The response will be JSON and include an access_token and a refresh_token. Example (truncated):

{
    "token_type": "Bearer",
    "scope": "Files.Read User.Read openid profile offline_access",
    "expires_in": 3599,
    "ext_expires_in": 3599,
    "access_token": "ey...",
    "refresh_token": "0.AAA..."
}

Copy the full value of refresh_token and paste it into the Refresh Token textarea above, then click Save Changes. The plugin will use the refresh token to obtain access tokens as needed.

Notes & troubleshooting

To verify the token works, use the Test Microsoft Graph API button on this settings page after saving.

If you created a confidential app (with a client secret), include &client_secret=YOUR_CLIENT_SECRET in the request body.

If you receive an invalid_grant or consent error, ensure the redirect URI, client id, and scopes match the app registration and that you granted consent when signing in.

Keep the refresh token secret — treat it like a password. If the token is compromised, revoke it by clearing the field in plugin settings and rotating credentials in Azure.
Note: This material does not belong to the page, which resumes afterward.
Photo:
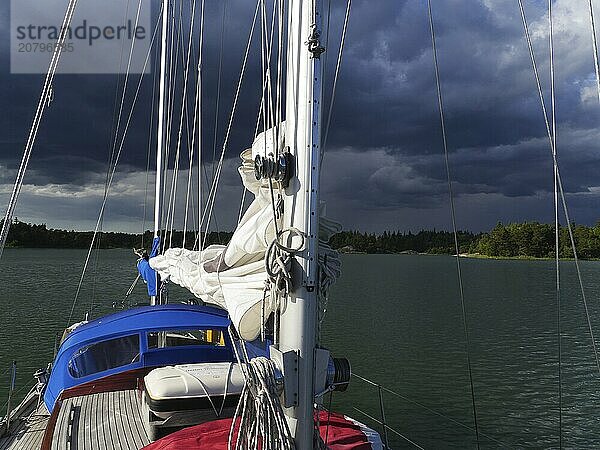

ShortCode or Gutenberg Block Usage

Shortcode Usage: 

Options:

  • folder: The OneDrive folder name or path to display. In case of subfolders always use “/” to separate the levels.
  • proptrue or false. If set, overrides the default proportional view setting.
    When prop="true", gallery shows proportional view. When prop="false", gallery uses same-size thumbnails.
  • ipr: Integer from 1 to 8. Overrides the global “Images Per Row” setting for this shortcode instance. Example: ipr="4".

You also can use Gutenberg Blocks to add the gallery to your page. the blocks has exactly the same parameters then the shortcode.